Hiç tanımadığın konuşmadan durduğun mekânda, birbirine bakıp; kadehleri boşalttığın, garip bir birliğin eklemlileri-yabancıları. Durum, literatüre tutunamayanlar, kaybedenler, öteki diye geçmiş.

Savunulan ya da saldırılan şeyler nelerdir? Sorgulanmaya ya da tartışılmaya ihtiyaç göstermeyen ve en çok kabul edilen nedir? Hangi otoriteler inançları ya da kuşkuları desteklemektedir.

Elliye yakın gazetecinin operasyonlarla tutuklandığı günler. Yukarıdaki sorulara yanıt ararken bombalar yağdı ülkenin kalbine. Sınırlarda başlayan katliam!

Gerçekliğin akıl almaz, katlanılmaz tarifi güç hadiseleri.  Dehşeti görüp, yüzleşmenin peşi sıra koşmak. Cinnetten kurtularak barışın ve özgürlüğün savunusunu yapmak. Derin bir utanç ve öfke ve hiçlikte… Belleksizlik! Dekadansın başlangıcı.  

Absürd Tiyatro’nun alemeti farikası, önceki dönemlerinin test edilmiş ve kusurlu bulunmuş çocuksu yanılsamaları ve bilinçli biçimde aşağılanmış kesin ve sarsılmaz varsayımların silinip süpürülmesidir.

İnsanın durumundaki anlamsızlığın anlamını ve mantıksal düşüncenin ve akılcı aygıtların terk edilmesinden kaynaklanan akılcı yaklaşımın yetersizliğini açıklama çabasıdır. Kendi temel sorunlarıyla onların açıklandığı biçimler arasında bir bütünlüğe ulaşma çabasıdır.

İnsanlığın varoluşunun bile şüpheli olduğu ve felaketin zararlarına katlanılan bir dünyada yaşamaktadırlar. Karakterlerin ruhsal terk edilmişlikleri daima zamandan ve mekândan yalıtılmıştır. Her biri birbirine işkence ederken aynı zamanda kendilerini ve birbirlerini teselli ederler.
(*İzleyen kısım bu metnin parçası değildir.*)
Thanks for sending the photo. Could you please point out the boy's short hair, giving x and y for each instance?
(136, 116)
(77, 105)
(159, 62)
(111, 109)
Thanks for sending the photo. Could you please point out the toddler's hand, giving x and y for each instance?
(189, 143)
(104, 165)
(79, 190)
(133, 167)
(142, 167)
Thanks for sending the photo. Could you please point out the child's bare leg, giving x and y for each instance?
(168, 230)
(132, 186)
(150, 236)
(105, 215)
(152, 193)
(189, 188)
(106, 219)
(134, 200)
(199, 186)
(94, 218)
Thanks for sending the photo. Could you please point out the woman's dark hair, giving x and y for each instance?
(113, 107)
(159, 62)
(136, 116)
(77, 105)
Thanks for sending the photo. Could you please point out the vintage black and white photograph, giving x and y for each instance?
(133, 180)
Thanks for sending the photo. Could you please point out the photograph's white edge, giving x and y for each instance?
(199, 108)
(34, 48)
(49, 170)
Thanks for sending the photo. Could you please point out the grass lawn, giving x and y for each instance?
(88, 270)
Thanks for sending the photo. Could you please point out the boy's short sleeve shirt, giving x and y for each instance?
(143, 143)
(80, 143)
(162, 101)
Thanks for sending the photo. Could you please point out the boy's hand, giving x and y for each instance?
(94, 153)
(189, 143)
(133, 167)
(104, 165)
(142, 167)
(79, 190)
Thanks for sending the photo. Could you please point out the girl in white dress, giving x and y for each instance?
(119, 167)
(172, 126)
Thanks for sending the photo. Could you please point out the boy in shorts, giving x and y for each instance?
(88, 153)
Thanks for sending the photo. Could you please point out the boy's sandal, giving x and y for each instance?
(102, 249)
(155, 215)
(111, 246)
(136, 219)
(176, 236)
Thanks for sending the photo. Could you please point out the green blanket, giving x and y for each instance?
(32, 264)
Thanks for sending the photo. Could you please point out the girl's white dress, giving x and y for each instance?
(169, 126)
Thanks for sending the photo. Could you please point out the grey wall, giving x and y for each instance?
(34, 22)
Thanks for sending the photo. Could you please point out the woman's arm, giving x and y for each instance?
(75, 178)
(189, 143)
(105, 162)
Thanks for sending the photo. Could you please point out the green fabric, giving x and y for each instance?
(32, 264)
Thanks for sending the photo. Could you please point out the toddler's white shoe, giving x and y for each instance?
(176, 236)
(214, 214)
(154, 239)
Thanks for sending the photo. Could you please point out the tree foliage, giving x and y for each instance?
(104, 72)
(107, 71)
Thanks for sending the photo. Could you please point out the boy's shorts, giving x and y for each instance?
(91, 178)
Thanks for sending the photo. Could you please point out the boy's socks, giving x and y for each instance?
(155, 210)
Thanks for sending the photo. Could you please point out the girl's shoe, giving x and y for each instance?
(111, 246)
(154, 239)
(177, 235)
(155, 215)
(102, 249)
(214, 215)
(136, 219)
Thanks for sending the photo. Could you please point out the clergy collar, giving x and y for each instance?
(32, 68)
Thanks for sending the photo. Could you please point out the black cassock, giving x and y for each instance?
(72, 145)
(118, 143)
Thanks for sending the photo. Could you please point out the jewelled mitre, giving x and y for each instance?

Ortaya yanıtlanamayacak sorular atarlar, kendilerinin çevresinde ve paramparça görünen bir dünyada mücadele ederler.   

Mekân Artı,“Beckett on Film” adı altında on dokuz farklı yönetmenin gözünden Beckett’in orijinal metinleri göz önünde bulundurularak çekilen on dokuz farklı oyunun film uyarlamalarını gösterim programına aldı. Cesaret gösterip gidildiğinde deneyim başlayabilir! Atom Egoyan’ın KRAPP’IN SON BANDI, filminden çıktığım gece dalgın yürüdüm. Karakol’un adliye binasın önünden geçip dar sokaklara vardığımda fark edebildim, saatlerdir yürüyordum. Gece yarısını çoktan geçmiş bir zamanda eve girebildim. Yağmur sağanak şeklinde düşerken kente, bir kez daha idrak edebildim;  kışkırtıcı ve bütünleyici olan sanatın, vazgeçilemez dehlizlerini.  

Yaratının , propaganda olarak nitelendirme etiksizliğini gösterebilen karanlık zihinlere cevap, tarihsel gerçeklikte verilecektir. Aczini, zavallılığını tarihe geçirecektir. İktidar yozlaştırır! Bu bilinen en eski hikâyedir… Sanat tarihini incelemek, akıl tutulması yaşayan biz insanlığı bu kolaptik halden ebet çıkaracaktır.

Kavramların kayıp olduğu yüz yılımızda, UMUT ve başkaldırı yeni yüzyılın şiarı olacaktır. 

Bilinmeli ki doruklara ulaşmış tutkular ruhu parlatabilir ve güzelliği ortaya çıkarabilir.